Admittedly, things are a bit different for situations where the attacker has physical access to the physical system components (situations where they can get around any login attempt delays).

>"This is to ensure normal humans can remember their password without having to write it down."

People wouldn't have problems remembering their password if stupid, outdated, "security practices" didn't force them to change the password all the time. Way before NIST (I think it was) *finally* admitted that aging passwords *reduced* security, I was fighting with auditors who insisted that I should implement password aging. So of course they have to be poorer quality, and written down. And of course all users actually do is increment the "number" required in the password by 1 each time.

I still work with systems that age passwords.

Yeah, the hand measurement stuff was total junk.

The palm deep vein scan was/is a brilliant idea. It senses live-presence, is completely passive, is low power, it prevents collection of anything latent (even the fingertips are nowhere near any sensor) and they are so damn simple- looks like just a IR sensor chip at the base of a plastic box connected via USB. More advanced ones might even be able to "see" bloodflow as further "proof of life"/validity (in addition to body temp/IR emission).

They showed me the image pattern it collected after my simple/fast enrollment and before I tested its use.
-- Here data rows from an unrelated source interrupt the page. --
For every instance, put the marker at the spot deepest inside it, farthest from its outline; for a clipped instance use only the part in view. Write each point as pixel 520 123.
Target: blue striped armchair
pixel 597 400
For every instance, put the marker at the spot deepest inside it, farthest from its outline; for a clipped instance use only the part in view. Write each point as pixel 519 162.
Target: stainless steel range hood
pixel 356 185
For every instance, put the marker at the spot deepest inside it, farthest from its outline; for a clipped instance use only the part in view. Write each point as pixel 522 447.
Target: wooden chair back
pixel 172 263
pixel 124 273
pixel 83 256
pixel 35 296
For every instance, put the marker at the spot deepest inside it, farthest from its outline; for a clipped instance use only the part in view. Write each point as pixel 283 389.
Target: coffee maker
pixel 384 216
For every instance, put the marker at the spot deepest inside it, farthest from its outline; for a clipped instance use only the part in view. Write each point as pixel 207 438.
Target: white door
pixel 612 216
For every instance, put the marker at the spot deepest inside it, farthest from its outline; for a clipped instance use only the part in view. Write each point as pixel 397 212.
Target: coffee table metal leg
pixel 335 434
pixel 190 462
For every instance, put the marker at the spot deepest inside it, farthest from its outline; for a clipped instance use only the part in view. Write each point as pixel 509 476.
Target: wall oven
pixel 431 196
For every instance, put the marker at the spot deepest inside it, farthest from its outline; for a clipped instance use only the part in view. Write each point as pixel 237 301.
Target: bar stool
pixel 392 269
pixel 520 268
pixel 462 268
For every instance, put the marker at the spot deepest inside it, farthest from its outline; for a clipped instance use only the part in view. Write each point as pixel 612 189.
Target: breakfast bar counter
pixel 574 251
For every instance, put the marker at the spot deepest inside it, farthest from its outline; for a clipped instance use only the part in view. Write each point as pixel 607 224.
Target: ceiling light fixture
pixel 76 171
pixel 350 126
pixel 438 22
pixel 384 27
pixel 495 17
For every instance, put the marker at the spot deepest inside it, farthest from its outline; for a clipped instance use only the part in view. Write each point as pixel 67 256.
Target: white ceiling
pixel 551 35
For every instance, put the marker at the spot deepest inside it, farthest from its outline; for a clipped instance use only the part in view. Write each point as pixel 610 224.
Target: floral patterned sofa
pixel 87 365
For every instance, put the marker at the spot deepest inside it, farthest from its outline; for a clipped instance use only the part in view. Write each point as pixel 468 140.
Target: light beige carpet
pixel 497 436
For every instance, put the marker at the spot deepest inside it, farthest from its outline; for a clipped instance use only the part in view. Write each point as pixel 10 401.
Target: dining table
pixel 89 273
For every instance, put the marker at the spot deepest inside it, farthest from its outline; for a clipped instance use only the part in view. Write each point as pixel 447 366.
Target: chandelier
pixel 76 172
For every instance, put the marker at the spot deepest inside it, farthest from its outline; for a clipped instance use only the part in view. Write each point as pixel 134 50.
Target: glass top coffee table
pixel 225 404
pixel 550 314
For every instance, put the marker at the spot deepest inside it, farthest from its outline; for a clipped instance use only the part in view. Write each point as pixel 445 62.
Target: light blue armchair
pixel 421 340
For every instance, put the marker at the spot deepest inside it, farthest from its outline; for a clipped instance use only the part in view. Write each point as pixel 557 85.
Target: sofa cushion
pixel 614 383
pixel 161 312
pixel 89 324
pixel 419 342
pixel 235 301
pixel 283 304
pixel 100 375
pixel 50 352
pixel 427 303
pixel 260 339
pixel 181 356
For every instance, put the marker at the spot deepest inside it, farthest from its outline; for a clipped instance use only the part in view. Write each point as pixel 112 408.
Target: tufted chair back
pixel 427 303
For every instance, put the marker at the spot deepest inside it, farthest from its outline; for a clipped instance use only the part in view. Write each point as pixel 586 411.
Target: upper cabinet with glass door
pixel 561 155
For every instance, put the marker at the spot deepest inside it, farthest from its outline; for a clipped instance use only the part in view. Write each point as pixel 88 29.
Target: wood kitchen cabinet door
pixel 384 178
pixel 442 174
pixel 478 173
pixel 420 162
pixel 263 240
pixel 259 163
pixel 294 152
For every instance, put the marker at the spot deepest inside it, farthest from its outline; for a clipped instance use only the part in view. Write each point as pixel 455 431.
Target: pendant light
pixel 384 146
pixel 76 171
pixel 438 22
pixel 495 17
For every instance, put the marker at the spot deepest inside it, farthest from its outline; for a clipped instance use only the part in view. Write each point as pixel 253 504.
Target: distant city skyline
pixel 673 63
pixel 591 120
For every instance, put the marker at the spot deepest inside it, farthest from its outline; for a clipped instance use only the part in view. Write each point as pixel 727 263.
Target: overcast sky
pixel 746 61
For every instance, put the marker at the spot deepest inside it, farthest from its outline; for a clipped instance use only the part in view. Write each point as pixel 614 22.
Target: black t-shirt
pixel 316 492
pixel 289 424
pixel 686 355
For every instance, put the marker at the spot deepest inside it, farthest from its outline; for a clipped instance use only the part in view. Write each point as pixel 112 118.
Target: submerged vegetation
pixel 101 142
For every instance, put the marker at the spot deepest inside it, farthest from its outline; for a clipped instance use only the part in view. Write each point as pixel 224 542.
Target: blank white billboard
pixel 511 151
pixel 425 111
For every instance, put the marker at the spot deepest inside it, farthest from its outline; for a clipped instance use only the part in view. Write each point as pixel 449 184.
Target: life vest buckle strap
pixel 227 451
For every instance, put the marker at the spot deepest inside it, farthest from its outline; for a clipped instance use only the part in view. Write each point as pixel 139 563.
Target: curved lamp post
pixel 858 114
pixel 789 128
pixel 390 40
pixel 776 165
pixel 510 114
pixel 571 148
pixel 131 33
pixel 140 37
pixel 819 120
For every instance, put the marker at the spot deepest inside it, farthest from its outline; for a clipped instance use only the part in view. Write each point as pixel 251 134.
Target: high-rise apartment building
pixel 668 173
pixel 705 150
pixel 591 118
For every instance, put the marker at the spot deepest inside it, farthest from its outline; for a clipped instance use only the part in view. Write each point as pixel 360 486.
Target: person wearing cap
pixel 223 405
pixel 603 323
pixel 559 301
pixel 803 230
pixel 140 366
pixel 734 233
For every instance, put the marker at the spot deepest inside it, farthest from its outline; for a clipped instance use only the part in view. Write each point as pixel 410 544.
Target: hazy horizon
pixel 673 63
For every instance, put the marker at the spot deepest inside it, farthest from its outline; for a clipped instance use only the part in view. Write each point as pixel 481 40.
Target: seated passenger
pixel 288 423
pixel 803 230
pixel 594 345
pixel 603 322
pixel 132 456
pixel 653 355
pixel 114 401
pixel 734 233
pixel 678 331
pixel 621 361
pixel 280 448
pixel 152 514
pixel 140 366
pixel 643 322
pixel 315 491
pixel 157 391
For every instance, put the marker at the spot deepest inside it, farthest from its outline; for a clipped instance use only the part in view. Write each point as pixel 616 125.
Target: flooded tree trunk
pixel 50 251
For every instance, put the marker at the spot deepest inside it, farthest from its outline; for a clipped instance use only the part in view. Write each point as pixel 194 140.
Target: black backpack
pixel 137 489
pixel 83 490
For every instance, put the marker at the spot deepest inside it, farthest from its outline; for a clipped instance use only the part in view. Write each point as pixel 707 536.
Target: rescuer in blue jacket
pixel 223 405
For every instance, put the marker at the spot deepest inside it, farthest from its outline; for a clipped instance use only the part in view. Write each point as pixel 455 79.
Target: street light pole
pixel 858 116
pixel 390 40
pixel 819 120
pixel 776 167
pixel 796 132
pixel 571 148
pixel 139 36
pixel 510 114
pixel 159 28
It read back as valid in maybe 1 second? And this was a long time ago, even- maybe 10 years ago?? The idea was/is- if I were brought into any of their facilities without ID and unconscious or unable to communicate, they could know who I was and get to my chart quickly for fast and accurate care. And apparently the scan isn't affected by dirt, debris, sweat, cuts, etc. Plus the pattern essentially never changes (or doesn't ever change enough to matter).

As for security, I have no doubt there are ways it could be fooled, but it would have to be pretty elaborate, and wouldn't be successful if there is a human there (or maybe an AI) watching the user using it (so a fake "hand" can't be used).